Amir Chand Jagdish Kumar (Exports) finished its Rs 440 crore IPO fully subscribed, with non-institutional investors showing significant interest. The basmati rice and FMCG exporter offered shares at Rs 201-212, valuing the company at roughly Rs 2,200 crore. Early signals suggest possible listing gains, but the company faces scrutiny over its valuation compared to peers, high debt levels, and a general market trend where many recent IPOs trade below their debut prices.

The Oversubscribed Debut

Amir Chand Jagdish Kumar (Exports) completed its Rs 440 crore initial public offering, which was subscribed 2.45 times by the final day. Non-institutional investors showed strong demand, subscribing their portion 9.53 times. Qualified Institutional Buyers (QIBs) took 93% of their allocation, and Retail Individual Investors (RIIs) subscribed 100%. The company had already raised Rs 60 crore from anchor investors at Rs 212 per share. Priced between Rs 201-212, the IPO values the company at about Rs 2,200 crore and is set to list on April 2, 2026. Current Grey Market Premium (GMP) of Rs 6.5 to Rs 8 indicates a potential listing gain of 3-4%.

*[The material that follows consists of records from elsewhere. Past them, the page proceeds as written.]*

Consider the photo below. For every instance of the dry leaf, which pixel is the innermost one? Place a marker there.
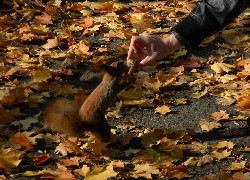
(37, 160)
(10, 158)
(221, 115)
(163, 110)
(222, 67)
(244, 102)
(20, 139)
(221, 154)
(44, 19)
(209, 126)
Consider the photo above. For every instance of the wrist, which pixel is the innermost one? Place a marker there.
(172, 43)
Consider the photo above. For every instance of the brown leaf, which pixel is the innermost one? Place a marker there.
(44, 19)
(52, 43)
(163, 110)
(208, 126)
(244, 102)
(10, 158)
(221, 115)
(221, 154)
(37, 160)
(20, 139)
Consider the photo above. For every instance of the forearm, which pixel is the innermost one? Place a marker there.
(208, 18)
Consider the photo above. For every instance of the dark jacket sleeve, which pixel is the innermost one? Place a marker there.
(207, 18)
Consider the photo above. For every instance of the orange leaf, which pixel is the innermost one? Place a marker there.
(88, 22)
(244, 102)
(44, 19)
(37, 160)
(20, 139)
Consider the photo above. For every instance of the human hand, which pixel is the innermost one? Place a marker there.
(156, 48)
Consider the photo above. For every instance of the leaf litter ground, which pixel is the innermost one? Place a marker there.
(184, 118)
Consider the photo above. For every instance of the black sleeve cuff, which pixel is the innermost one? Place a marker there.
(189, 32)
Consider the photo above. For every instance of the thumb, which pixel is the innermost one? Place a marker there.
(145, 61)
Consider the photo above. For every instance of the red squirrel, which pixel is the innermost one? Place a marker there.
(71, 118)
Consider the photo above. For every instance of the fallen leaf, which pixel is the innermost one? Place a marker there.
(44, 19)
(163, 110)
(20, 139)
(222, 67)
(40, 159)
(10, 158)
(221, 115)
(221, 154)
(209, 126)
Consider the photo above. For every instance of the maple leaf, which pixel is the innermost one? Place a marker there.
(10, 158)
(163, 110)
(221, 115)
(234, 36)
(221, 154)
(144, 170)
(82, 48)
(87, 22)
(222, 67)
(244, 102)
(96, 144)
(44, 19)
(205, 159)
(142, 20)
(52, 43)
(89, 76)
(101, 174)
(6, 116)
(241, 175)
(224, 144)
(26, 123)
(20, 139)
(84, 170)
(73, 161)
(42, 75)
(115, 112)
(227, 78)
(236, 166)
(37, 160)
(208, 126)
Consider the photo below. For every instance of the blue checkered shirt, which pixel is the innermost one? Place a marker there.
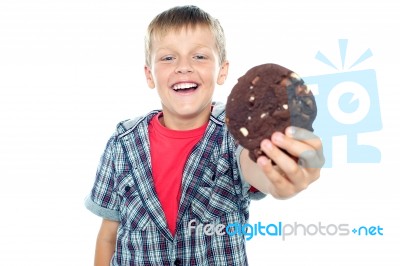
(213, 192)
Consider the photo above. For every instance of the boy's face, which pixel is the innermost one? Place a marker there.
(185, 69)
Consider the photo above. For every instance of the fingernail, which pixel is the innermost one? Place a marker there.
(267, 144)
(263, 161)
(278, 137)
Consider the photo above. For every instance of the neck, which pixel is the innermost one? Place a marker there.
(185, 122)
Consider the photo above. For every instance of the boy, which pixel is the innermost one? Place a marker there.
(166, 174)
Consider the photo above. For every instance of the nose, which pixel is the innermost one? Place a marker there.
(183, 66)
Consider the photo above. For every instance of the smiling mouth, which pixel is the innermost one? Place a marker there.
(185, 87)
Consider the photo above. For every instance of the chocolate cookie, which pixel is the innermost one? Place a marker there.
(268, 98)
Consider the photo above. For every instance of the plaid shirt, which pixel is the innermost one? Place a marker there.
(213, 192)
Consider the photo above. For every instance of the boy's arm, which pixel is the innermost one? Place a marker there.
(287, 177)
(105, 244)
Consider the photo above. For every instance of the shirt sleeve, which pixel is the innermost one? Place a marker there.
(103, 199)
(246, 187)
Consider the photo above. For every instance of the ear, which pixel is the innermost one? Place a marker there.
(149, 77)
(223, 73)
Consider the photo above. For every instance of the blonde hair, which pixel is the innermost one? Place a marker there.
(180, 17)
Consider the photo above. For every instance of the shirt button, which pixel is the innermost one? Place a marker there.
(177, 262)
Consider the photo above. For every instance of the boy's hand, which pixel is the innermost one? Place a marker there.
(290, 175)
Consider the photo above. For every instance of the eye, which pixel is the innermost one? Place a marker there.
(199, 57)
(167, 58)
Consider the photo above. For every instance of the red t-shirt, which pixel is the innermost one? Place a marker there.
(169, 150)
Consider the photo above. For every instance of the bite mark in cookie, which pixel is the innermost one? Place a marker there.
(268, 98)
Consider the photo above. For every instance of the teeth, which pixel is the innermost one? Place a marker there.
(182, 86)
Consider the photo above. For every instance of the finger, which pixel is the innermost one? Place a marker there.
(304, 135)
(281, 185)
(287, 164)
(307, 155)
(305, 145)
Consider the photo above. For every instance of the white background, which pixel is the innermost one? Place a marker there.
(70, 70)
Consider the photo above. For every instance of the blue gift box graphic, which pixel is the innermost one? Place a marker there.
(348, 104)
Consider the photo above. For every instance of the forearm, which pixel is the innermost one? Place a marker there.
(104, 252)
(105, 244)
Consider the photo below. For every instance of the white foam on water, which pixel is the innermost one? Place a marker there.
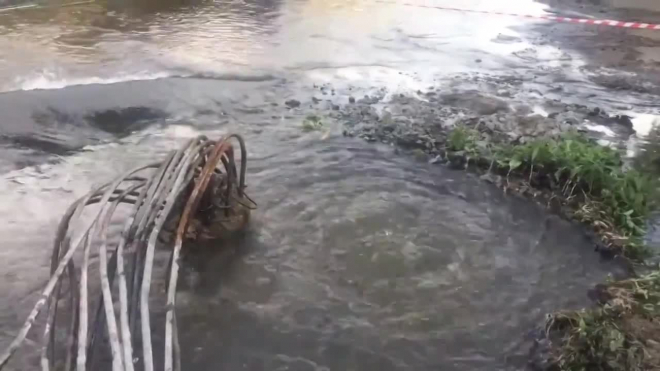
(50, 80)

Valuation and Competitive Positioning

Although subscription numbers seem strong, Amir Chand Jagdish Kumar (Exports)'s valuation is worth examining against peers. Its post-IPO Price-to-Earnings (P/E) ratio is about 22.56 times, valuing it at roughly Rs 2,195 crore. This is higher than KRBL Ltd, another major basmati exporter trading at a P/E of around 10.72x. LT Foods Ltd, maker of the 'Suhana' brand, has a P/E near 20.63x-20.93x. This puts Amir Chand Jagdish Kumar at the higher end of valuations for similar companies, even though it has a smaller market cap. The Indian basmati rice market is expected to grow modestly at a 1.30% CAGR from 2026 to 2035, suggesting the IPO valuation relies heavily on future growth. Diversifying into FMCG staples is strategic but means entering a crowded market with many established competitors.

The Bear Case: Debt, Capacity, and Market Realities

Investors are also concerned about the company's debt levels. Amir Chand Jagdish Kumar (Exports) has a Debt-to-Equity ratio of 2.07, with Rs 784 crore in borrowings as of FY2025. This is much higher than peers like KRBL, which usually have lower debt. The company also operates at about 50% of its installed capacity. Reaching higher utilization might require significant investment, potentially straining finances further. India's IPO market also presents a warning: about 75% of mainboard IPOs and 70% of SME listings in FY2026 are trading below their issue prices. Average listing gains have shrunk, with many companies falling after listing due to high valuations and more cautious investor sentiment. The company's net profit margin was 3.04% in FY2025, a thin figure. Its Return on Equity (ROE) of 17.61% needs to improve to justify the current valuation, especially given its high debt and limited current contribution from diversified revenue.

Future Outlook and Fund Deployment

The Rs 440 crore raised from the IPO will mainly support working capital needs and general corporate activities, aiming to lessen reliance on borrowing. This capital is vital for the basmati rice business, which needs substantial funds for procuring paddy and managing inventory. The company plans to expand its distribution network and use its "Aeroplane" brand for new FMCG products. While its integrated model and growing brand range offer a base, success will depend on executing its diversification plan in a competitive market and managing its debt effectively. Analyst views are divided: some suggest subscribing based on growth prospects, while others advise avoiding the stock due to valuation, high debt, and governance issues such as the absence of product liability insurance.